Abstract
P2CS (http://www.p2cs.org) is a specialized database for prokaryotic two-component systems (TCSs), virtually ubiquitous signalling proteins which regulate a wide range of physiological processes. The primary aim of the database is to annotate and classify TCS proteins from completely sequenced prokaryotic genomes and metagenomes. Information within P2CS can be accessed through a variety of routes—TCS complements can be browsed by metagenome, replicon or sequence cluster (and these genesets are available for download by users). Alternatively a variety of database-wide or taxon-specific searches are supported. Each TCS protein is fully annotated with sequence-feature information including replicon context, while properties of the predicted proteins can be queried against several external prediction servers to suggest homologues, interaction networks, sub-cellular localization and domain complements. Another unique feature of P2CS is the analysis of ORFeomes to identify TCS genes missed during genome annotation. Recent innovations for P2CS include a CGView representation of the distribution of TCS genes around a replicon, categorization of TCS genes based on gene organization, an expanded domain-based classification scheme, a P2CS ‘gene cart’ and categorization on the basis of sequence clusters.
INTRODUCTION
As the number of publicly available prokaryotic genomic and metagenomic data sets escalates, there is an increasing need to catalogue the genes of these data sets in a publically accessible and user-friendly format. Databases of enzymes such as KEGG and BRENDA successfully link genomic data with metabolism (1,2), but particular problems are encountered when dealing with signal-transduction proteins that are typically composed of multiple protein domains. In addition, sequence homologues of signalling proteins often regulate fundamentally different physiological processes, requiring classification by alternative criteria to sequence similarity, such as domain composition (3).
Two-component systems (TCSs) are the dominant prokaryotic-signalling pathway. The average Bacterial genome encodes more than 50 TCS proteins, with significant numbers also found in Archaeal genomes (4). A typical TCS comprises a pair of signal-transduction proteins—a histidine kinase (HK) and partner response regulator (RR)—both of which are multi-domain proteins. HKs usually contain transmembrane sensory (input) domains which upon stimulation activate autophosphorylation of a histidine residue in the HK-transmitter domain. The phosphorylated-transmitter domain then binds to the receiver domain of the partner RR and this leads to transfer of the phosphoryl group to an aspartate residue of the receiver domain. In the majority of cases, phosphorylation of the RR changes the activity of an effector (output) domain within the RR, which brings about a physiological change, often through altered expression of specific genes.
In 2008 the ‘Prokaryotic 2-Component System’ database (P2CS) was made available to the public at http://www.p2cs.org. P2CS originally catalogued the TCS genes of 755 genomes and 39 metagenomes (5). P2CS has been updated recently to include data from 1125 genomes and enriched with several new features including automatic updates, different approaches for the classification of TCS proteins, consideration of gene organization, expanded annotation, a ‘gene cart’ and improvements to the web interface. Compared to more generalized databases of signal-transduction proteins such as MiST, Genome Atlas and SENTRA (6,7,8), P2CS provides a relative diversity of information for each protein entry and a variety of approaches for acquiring and outputting those data.
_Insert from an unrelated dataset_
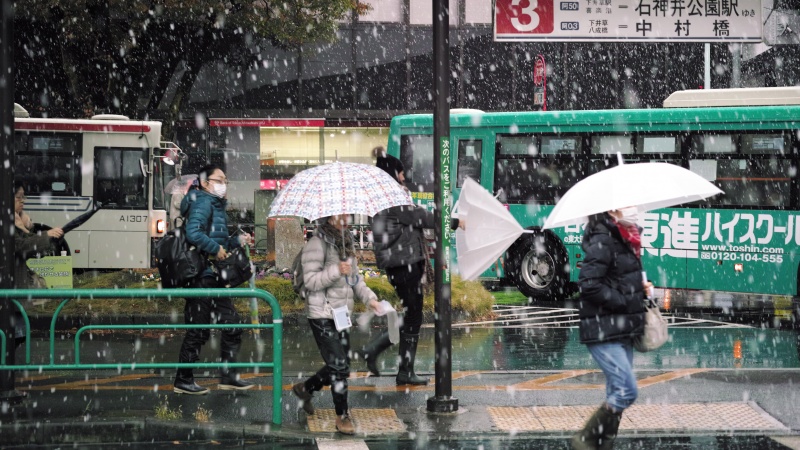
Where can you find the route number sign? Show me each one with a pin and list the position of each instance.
(628, 20)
This is the first description of P2CS in Nucleic Acids Research, and we therefore provide an account of P2CS functionalities, however as P2CS is an established database this report also concentrates on recent upgrades to the database.
P2CS DATABASE
The P2CS database has a modular structure which begins with the importing of genomic and metagenomic data from the NCBI (http://www.ncbi.nlm.nih.gov/) and the IMG/M (http://img.jgi.doe.gov/cgi-bin/pub/main.cgi), respectively, as described previously (5). TCS proteins are identified from protein genomic files, while DNA-sequence data is also scanned and translated to constitute an ORFeome, which is then searched for the presence of mis-predicted TCS genes (those missed by genome annotation). Identification of TCS proteins is achieved through domain analysis of each predicted protein/ORF, assessing the presence of any member of a manually curated list of TCS domains from the SMART and Pfam libraries (5). Identified TCS proteins are then categorized into classes based on domain composition, for example the presence of a receiver domain and the absence of a transmitter domain leads to classification of the protein as a RR. At this stage proteins are classified as RR, HK or phosphotransfer proteins (proteins that are comprised of just an Hpt or HisKA domain, and which can shuttle phosphoryl groups between two receiver domains).
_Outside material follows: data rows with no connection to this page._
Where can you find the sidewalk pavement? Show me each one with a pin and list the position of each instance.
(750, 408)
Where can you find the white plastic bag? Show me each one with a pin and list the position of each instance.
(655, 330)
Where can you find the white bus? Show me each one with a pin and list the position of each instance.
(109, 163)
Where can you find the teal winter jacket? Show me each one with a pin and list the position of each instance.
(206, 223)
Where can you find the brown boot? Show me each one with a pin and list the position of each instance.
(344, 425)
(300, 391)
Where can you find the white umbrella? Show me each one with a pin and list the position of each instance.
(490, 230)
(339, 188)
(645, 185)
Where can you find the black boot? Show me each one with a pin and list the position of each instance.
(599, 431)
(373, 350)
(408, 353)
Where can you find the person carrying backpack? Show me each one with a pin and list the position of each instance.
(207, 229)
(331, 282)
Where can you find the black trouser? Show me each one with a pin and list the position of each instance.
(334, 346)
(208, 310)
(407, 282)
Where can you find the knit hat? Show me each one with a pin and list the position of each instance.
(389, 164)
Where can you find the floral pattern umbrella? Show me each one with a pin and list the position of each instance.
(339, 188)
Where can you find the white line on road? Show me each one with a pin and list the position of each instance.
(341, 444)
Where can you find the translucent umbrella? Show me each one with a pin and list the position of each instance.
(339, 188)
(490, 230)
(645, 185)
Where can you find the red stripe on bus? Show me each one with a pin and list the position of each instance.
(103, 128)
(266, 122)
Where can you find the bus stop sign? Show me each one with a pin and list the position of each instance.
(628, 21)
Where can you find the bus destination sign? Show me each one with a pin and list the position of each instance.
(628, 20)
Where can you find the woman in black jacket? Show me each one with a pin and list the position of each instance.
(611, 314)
HKs are then sub-classified as classic, hybrid (also containing receiver domains), unorthodox (hybrid HKs also possessing an Hpt phosphotransfer domain), CheA (HKs whose transmitter domain contains an integral Hpt domain, resembling the HK of Escherichia coli chemotaxis CheA) or ‘possible incomplete’ (containing transmitters lacking an obvious phosphorylatable His residue). RRs are sub-classified according to the nature of any output domain present on the protein (5), for instance any RRs containing a Trans_reg_C domain are classified as members of the OmpR family.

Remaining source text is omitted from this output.